A valuable resource is Project Reporter, which tells you what projects are interesting to the NIH. Since I returned to academia I noticed a distinct trend away from basic research and toward clinical and translational research. It seems that there's so much competition for grants only the most exciting grants ever get funded. And for reviewers, only the idea of funding a cure is exciting.

Universities have noticed this as well, and they're starting to close down basic research in favor of human trials. It doesn't seem to matter that many of human trials they're doing are stupid; all that's important to modern universities is whether they bring in money.

Scene from 1931 Frankenstein movie
Early applied human performance research

I've even noticed it in my own research. The goal has always been to discover something that can be useful in curing diseases. The problem is that without understanding the cause of the disease, resources are wasted on what are little more than wild guesses. This may be one reason why, out of 400 Phase III drug trials of 240 drugs in Alzheimer's disease, not a single one has ever worked and only one drug has ever been approved.
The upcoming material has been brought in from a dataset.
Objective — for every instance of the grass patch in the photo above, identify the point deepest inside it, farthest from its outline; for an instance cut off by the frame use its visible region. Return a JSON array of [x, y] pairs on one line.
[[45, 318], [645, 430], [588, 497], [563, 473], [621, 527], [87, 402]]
This is bad news. Very few junior researchers have the resources to do clinical research, nor do they have access to patients. Their research may be brilliant, but they can't compete with established investigators whose projects have progressed all the way to clinical trials.

Last month a junior colleague of mine got a mediocre score on a grant that I thought was terrific. He did some brilliant work that uncovered how an important molecule called BDNF was processed in neurons. The reviewers praised the work but trashed the grant, saying it was done entirely in cell culture and therefore no good.

Clinical research and medical device testing are things that industry, not academia, ought to be doing. Unfortunately, now that the government has virtually killed off basic research in the biomed industry, they're going after clinical research as well. This will drive innovative, research-intensive companies out of business, and we'll end up with companies like Turing, whose former CEO Martin Shkreli's picture always comes up when you search for “most hated man in America” and Mylan, which makes nothing but generics. These may or may not be good businesses, but they're essentially parasitical.

I've been putting animal experiments in my proposals, and pitching them by making them sound preclinical. But in my field, Alzheimer's disease, animals don't tell us as much as we think, because quite frankly all the animal models suck.

Mice and rats simply don't get Alzheimer's. There are occasional reports of dogs or monkeys or even rabbits getting dementia that resembles it in some ways, but they've never held up. Some of these claims, like the claim that rabbits get Alzheimer's if you feed them cholesterol, were what we scientists call spit-take material. I was just fortunate I wasn't drinking milk when I first heard about them. The finding was impossible, because it's been known for decades that dietary cholesterol doesn't get into the brain. But the NIH funded the damn thing.

It turned out to be completely wrong, of course. You can make any animal sick by putting huge amounts of things in them that don't belong there. What you'll end up with is Frankenstein-like creations like the 5XFAD mouse.

The technical name for this one is B6SJL-Tg(APPSwFlLon,PSEN1*M146L*L286V)6799Vas. These mice have human APP (amyloid precursor protein) with four different mutations known by where they were identified: Swedish (K670N, M671L), Florida (I716V), and London (V717I), plus human presenilin 1 with two mutations (M146L and L286V). The only thing these mice are good for is showing what happens to a mouse when you put massive amounts of beta-amyloid in their brain. And they still don't get Alzheimer's.

It's a bit like those cancer studies where they fed a rat ten pounds of saccharin and claimed that, indeed, eating saccharin makes you sick.

Experiments on genetic mice were a sure way to get grants back in the day, and we still have to use them to get funded. Now it seems the fad is passing, and you have to do stuff to humans. If I were you I'd stay away from medical research labs for a while. And watch out for guys named Igor.